Re: it firm softserve hacked locked down plundered

Post by Yincognito »

jsmorley wrote: September 14th, 2020, 12:36 pm Computer security in a business environment is really, really complicated, and getting more so each and every day. To be honest, it's not a job I would ever want to have, as you can be "right" 99.999% of the time, and all that is for nothing if you are wrong just "once".
True that. This wasn't a matter of computer security though, IMHO, but rather a matter of employee behavior. This is easier to alleviate or correct than strict matters of security, at least in theory. None of them can be fully "fixed" though, and that's a matter of life in the end.
Profiles: Rainmeter ProfileDeviantArt ProfileSuites: MYiniMeterSkins: Earth
User avatar
jsmorley
Developer
Posts: 22628
Joined: April 19th, 2009, 11:02 pm
Location: Fort Hunt, Virginia, USA

Re: it firm softserve hacked locked down plundered

Post by jsmorley »

Yincognito wrote: September 14th, 2020, 1:00 pm True that. This wasn't a matter of computer security though, IMHO, but rather a matter of employee behavior. This is easier to alleviate or correct than strict matters of security, at least in theory. None of them can be fully "fixed" though, and that's a matter of life in the end.
One of the biggest challenges for a security administrator is how to "balance" the security needs of the company with giving appropriate "freedom" to the end-users, to ensure that they can effectively do their jobs and be creative, and not have them live in some version of North Korea. It's a balance that is really, really complicated to find.

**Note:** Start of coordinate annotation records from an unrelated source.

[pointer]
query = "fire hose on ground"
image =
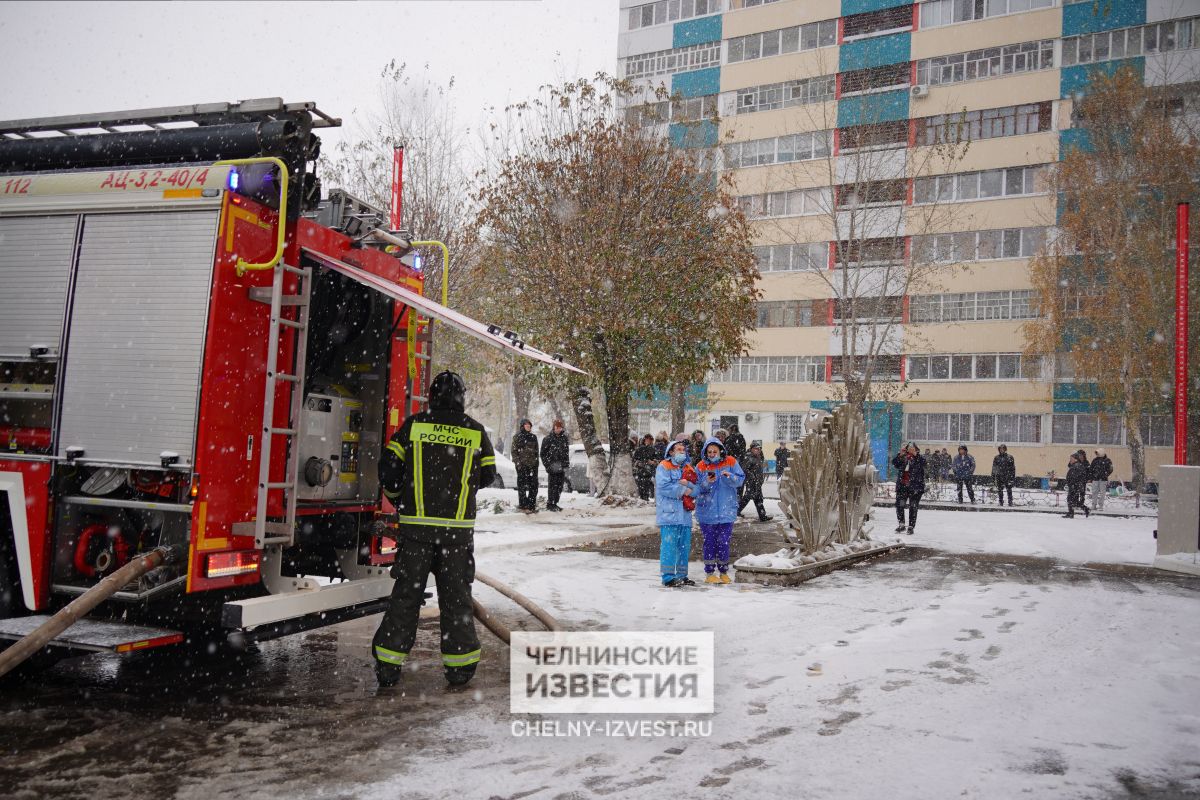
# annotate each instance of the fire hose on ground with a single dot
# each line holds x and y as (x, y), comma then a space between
(79, 607)
(139, 565)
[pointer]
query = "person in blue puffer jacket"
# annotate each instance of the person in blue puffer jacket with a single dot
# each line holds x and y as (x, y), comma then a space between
(717, 506)
(672, 493)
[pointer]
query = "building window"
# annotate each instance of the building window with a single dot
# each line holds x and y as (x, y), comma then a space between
(862, 193)
(987, 124)
(892, 76)
(669, 11)
(677, 109)
(785, 204)
(983, 185)
(990, 62)
(791, 313)
(877, 22)
(876, 134)
(977, 245)
(773, 370)
(947, 12)
(665, 62)
(792, 258)
(869, 252)
(789, 427)
(786, 40)
(886, 367)
(1157, 431)
(1128, 42)
(987, 366)
(868, 310)
(1019, 428)
(786, 95)
(971, 306)
(779, 150)
(1086, 429)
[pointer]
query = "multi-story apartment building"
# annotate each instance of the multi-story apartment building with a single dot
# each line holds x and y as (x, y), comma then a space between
(822, 108)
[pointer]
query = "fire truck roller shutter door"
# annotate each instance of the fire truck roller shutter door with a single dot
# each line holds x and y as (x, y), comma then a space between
(133, 358)
(35, 270)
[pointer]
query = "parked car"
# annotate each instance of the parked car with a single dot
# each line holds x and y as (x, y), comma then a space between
(577, 475)
(505, 473)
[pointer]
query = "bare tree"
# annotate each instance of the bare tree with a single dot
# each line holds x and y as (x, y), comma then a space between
(605, 238)
(1104, 287)
(850, 186)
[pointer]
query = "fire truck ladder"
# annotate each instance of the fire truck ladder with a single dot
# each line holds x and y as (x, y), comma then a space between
(282, 531)
(420, 360)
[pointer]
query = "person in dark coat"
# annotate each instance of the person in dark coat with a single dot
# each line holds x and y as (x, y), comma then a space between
(646, 461)
(751, 464)
(1077, 482)
(525, 458)
(431, 469)
(910, 485)
(1003, 471)
(736, 445)
(964, 471)
(1101, 470)
(696, 447)
(781, 456)
(556, 455)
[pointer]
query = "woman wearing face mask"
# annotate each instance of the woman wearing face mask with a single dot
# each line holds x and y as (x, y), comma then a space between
(675, 488)
(717, 507)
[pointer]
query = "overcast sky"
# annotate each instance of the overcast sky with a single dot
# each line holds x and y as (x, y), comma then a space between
(67, 58)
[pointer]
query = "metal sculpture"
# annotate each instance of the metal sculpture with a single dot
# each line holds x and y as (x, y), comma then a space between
(827, 489)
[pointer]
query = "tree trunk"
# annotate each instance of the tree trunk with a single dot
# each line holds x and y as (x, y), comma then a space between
(1193, 451)
(1137, 452)
(678, 410)
(621, 479)
(586, 421)
(521, 396)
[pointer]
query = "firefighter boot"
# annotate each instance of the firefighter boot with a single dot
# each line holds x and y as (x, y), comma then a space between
(387, 674)
(460, 675)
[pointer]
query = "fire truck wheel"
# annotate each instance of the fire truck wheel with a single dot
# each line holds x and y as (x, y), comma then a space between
(11, 603)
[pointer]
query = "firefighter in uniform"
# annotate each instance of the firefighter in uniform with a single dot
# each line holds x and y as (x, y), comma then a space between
(430, 470)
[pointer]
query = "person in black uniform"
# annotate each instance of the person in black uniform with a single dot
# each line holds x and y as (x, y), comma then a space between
(525, 457)
(556, 455)
(430, 470)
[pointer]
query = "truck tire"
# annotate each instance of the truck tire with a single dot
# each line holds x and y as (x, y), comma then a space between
(11, 603)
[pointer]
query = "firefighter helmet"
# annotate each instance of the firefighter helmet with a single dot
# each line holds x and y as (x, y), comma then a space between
(448, 390)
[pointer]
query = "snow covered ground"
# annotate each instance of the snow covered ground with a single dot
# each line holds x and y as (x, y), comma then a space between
(1000, 656)
(966, 669)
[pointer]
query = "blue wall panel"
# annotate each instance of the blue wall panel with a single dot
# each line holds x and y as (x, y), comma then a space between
(694, 134)
(885, 426)
(696, 31)
(870, 109)
(1073, 138)
(1075, 79)
(875, 52)
(1102, 14)
(696, 83)
(861, 6)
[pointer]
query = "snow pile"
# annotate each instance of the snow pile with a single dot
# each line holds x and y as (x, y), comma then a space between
(790, 558)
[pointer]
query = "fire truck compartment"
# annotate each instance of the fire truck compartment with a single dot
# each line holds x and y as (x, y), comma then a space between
(136, 342)
(93, 636)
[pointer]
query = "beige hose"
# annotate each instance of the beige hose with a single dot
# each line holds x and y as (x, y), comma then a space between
(521, 600)
(70, 614)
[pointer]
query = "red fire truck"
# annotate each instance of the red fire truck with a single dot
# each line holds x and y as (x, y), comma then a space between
(198, 353)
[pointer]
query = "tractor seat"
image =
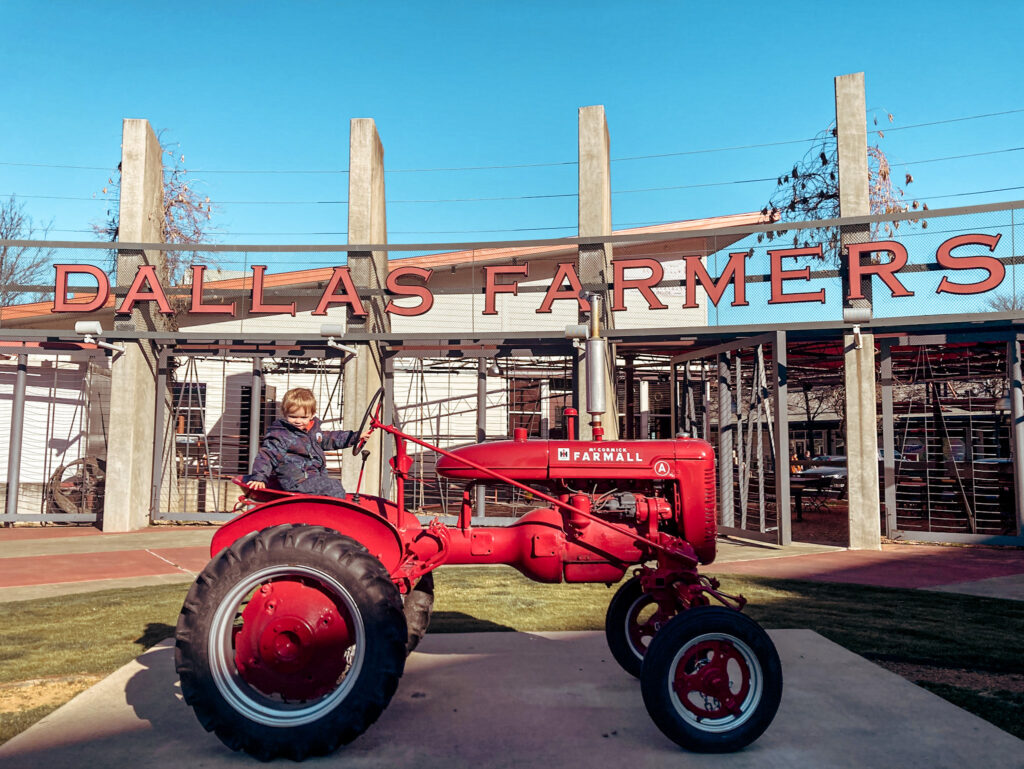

"Trust" and "assume" are not words that are, nor should be, in the vocabulary of any security administrator.
User avatar
Yincognito
Rainmeter Sage
Posts: 7029
Joined: February 27th, 2015, 2:38 pm
Location: Terra Yincognita

Re: it firm softserve hacked locked down plundered

Post by Yincognito »

jsmorley wrote: September 14th, 2020, 12:45 pm Agreed. In addition to all that, they have changed the environment in such a way that a particular community like Rainmeter "skins" are no longer supported as something separate, but just mixed into the overall vast sewer of furry pornography and endless anime drawings by 12-year-olds on the site.
But isn't there the Rainmeter "group", where a skin can be added? Or is it a thing of the past and today you can't add your skin to that group anymore? I'm asking since it's been a while since I updated my things on DA, and I'm late with the "news" in that regard.
Profiles: Rainmeter ProfileDeviantArt ProfileSuites: MYiniMeterSkins: Earth
User avatar
jsmorley
Developer
Posts: 22628
Joined: April 19th, 2009, 11:02 pm
Location: Fort Hunt, Virginia, USA

Re: it firm softserve hacked locked down plundered

Post by jsmorley »

Yincognito wrote: September 14th, 2020, 1:05 pm But isn't there the Rainmeter "group", where a skin can be added? Or is it a thing of the past and today you can't add your skin to that group anymore? I'm asking since it's been a while since I updated my things on DA, and I'm late with the "news" in that regard.
There is the Rainmeter "group", which helps some with visibility. As long as an author adds their "submission", which is just thrown in the general pool, to the Rainmeter "group", that can make it a bit easier to find.

What there used to be is a Rainmeter "category", which allowed skins to be separately listed and found on the general site, and probably as important, restricted submissions to the .rmskin file type. That restriction is no longer supported on the site.